The distraction of shiny digital things can be a trap when trying to innovate in the classroom because they often have steep learning curves and are time consuming. In my experience when tools are time consuming and all encompassing given the time constraints that exists in courses they are often engaged without any kind of critical lens around what the assumptions and implications are. The desire to do the next interesting thing and be at the forefront risks losing the space of humanistic inquiry and critique. When this happens we fall into the progress myth without engaging what that myth means for students from marginalized populations and without interrogating the role technology plays in structuring continued marginalization. Rather than new and shiny I am proposing we focus on innovation through simplicity. Technological innovations inevitably streamline and complicate social interactions for populations by bringing some closer together and leaving others behind. I wrote about Frugal Innovation in Digital Learning for the Digital Media and Learning blog.
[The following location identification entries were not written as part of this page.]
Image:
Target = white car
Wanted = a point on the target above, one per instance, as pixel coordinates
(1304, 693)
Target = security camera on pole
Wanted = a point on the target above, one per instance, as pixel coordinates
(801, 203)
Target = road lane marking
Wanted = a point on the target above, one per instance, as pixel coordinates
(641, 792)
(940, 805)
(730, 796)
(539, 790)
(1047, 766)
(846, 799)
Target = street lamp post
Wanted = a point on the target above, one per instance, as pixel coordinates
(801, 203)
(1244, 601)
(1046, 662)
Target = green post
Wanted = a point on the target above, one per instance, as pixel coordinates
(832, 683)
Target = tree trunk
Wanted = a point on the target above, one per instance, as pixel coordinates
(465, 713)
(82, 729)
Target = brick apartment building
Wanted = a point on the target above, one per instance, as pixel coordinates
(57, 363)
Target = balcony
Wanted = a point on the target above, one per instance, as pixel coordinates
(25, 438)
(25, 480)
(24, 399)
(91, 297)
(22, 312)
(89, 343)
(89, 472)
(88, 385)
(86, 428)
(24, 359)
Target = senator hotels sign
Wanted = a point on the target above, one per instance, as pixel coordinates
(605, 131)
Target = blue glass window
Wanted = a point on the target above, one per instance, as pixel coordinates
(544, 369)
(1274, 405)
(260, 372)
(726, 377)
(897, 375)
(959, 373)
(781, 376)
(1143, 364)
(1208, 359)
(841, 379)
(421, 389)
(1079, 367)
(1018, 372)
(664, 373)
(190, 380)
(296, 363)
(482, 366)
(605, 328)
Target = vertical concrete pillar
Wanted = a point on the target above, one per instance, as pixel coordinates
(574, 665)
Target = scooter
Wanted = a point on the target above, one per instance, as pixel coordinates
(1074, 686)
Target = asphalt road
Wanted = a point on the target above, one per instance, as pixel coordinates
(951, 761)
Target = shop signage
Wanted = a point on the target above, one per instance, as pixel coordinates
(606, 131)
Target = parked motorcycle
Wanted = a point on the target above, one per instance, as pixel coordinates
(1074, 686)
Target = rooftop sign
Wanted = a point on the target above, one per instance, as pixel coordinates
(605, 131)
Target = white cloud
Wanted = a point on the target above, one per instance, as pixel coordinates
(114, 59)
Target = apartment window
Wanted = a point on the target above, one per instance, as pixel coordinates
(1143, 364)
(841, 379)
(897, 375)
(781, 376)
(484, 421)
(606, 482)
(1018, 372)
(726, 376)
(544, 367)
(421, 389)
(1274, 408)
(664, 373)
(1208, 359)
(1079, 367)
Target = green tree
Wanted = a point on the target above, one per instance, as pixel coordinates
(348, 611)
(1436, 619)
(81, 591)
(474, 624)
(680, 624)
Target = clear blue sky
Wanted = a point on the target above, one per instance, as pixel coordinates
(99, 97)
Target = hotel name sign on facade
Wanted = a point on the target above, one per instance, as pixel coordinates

“Frugal innovation is the practice of doing less with more and optimizing the use of technology “not to change people but amplify human intent and capacity while understanding that “new technology is never the start of positive social change.” In the research I did it is a practice that is happening in global entrepreneurship specifically in places that are still developing their technologically capacities. I think it works very well for education because one of the things we forget is that when a student is in a classroom it is a developmental situation (in terms of learning new knowledge and skills, social capacity, stage of life, etc) so it stands to reason that, as they are in a place to develop, innovations designed for places designated as being “in development” for various reasons should also apply. With this in mind I think I am starting to lean more and more towards simplification of educational technology when possible because that leads to more equitable practices (I talk about this more in the post linked above). Frugal Innovation represents a future of educational technology I would like to see more.
Recently I was trying to explain frugal innovation and design and the implications for implementing educational technologies in the classroom to colleague who had no idea what I was talking about. I found the perfect medium / technology to explain why doing things with constraints, like having a very simple accessible technology, invites frugal innovation and creates amazing and unexpected ways of communicating and making meaning for different circumstance and situations: paper.
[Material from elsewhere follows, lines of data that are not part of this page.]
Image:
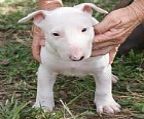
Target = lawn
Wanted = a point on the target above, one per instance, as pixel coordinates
(73, 96)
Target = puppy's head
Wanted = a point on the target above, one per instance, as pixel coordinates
(68, 30)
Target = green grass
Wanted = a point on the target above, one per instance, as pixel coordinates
(18, 75)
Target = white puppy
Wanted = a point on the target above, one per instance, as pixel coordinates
(69, 34)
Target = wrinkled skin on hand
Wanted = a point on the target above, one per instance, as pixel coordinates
(113, 31)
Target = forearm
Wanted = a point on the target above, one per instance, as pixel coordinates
(138, 8)
(49, 4)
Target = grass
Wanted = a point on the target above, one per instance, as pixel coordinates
(18, 79)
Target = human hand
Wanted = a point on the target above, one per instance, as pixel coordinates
(113, 31)
(38, 36)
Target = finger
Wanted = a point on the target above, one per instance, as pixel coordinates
(105, 25)
(102, 51)
(42, 42)
(109, 35)
(103, 44)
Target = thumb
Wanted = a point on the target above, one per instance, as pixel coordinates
(106, 24)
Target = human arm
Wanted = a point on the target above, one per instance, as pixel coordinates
(116, 27)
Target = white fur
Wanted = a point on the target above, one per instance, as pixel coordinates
(72, 42)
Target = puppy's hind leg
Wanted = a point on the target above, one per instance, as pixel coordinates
(45, 83)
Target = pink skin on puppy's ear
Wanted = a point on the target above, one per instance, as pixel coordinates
(39, 17)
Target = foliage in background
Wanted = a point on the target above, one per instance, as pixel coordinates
(18, 73)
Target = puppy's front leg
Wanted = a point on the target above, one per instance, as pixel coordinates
(103, 94)
(45, 97)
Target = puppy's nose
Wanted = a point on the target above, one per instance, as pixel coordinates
(73, 58)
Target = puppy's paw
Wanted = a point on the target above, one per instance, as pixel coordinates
(114, 78)
(108, 106)
(46, 107)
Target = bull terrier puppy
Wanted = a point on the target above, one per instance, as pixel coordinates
(69, 35)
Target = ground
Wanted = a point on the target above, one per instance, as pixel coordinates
(18, 74)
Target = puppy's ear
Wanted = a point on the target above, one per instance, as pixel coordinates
(37, 17)
(89, 7)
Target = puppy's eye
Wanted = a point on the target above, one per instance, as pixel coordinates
(56, 34)
(84, 29)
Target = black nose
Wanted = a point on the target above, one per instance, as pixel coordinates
(75, 59)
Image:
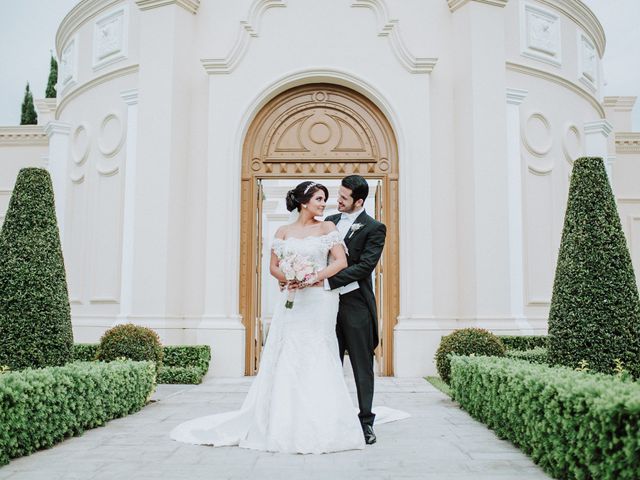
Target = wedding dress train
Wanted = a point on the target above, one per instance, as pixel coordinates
(299, 401)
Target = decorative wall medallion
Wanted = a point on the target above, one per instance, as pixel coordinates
(538, 140)
(587, 62)
(540, 34)
(572, 143)
(68, 65)
(80, 145)
(111, 135)
(109, 38)
(110, 140)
With a piece of paper the list of things someone can do is limitless:
- Origami
- Drawing
- Painting
- Paper planes
- Writing
- Games (tic-tac-toe, dots, paper football etc)
- Gramphone
- Fans
- Dolls
- Puppets
- Bracelets
- Luminaries
- Papier-mâché
- Paper Cut Art
- Paper Crafts
- Confetti
- Solar Viewing Projector
- and many more I cannot think of right now…
Digital tools and educational technologies are not paper. The tools we choose to use and experiment with and why we choose them will vary. With that in mind, this year my challenge for everyone is twofold:
- How can you simplify the elaborate digital projects you’ve planned to enable better engagement and streamline the goals and desired learning outcomes?
- If you start with constraints how can you push yourself and your students to be more creative in figuring out all the possibilities for that small digital project that represents unknown possibilities?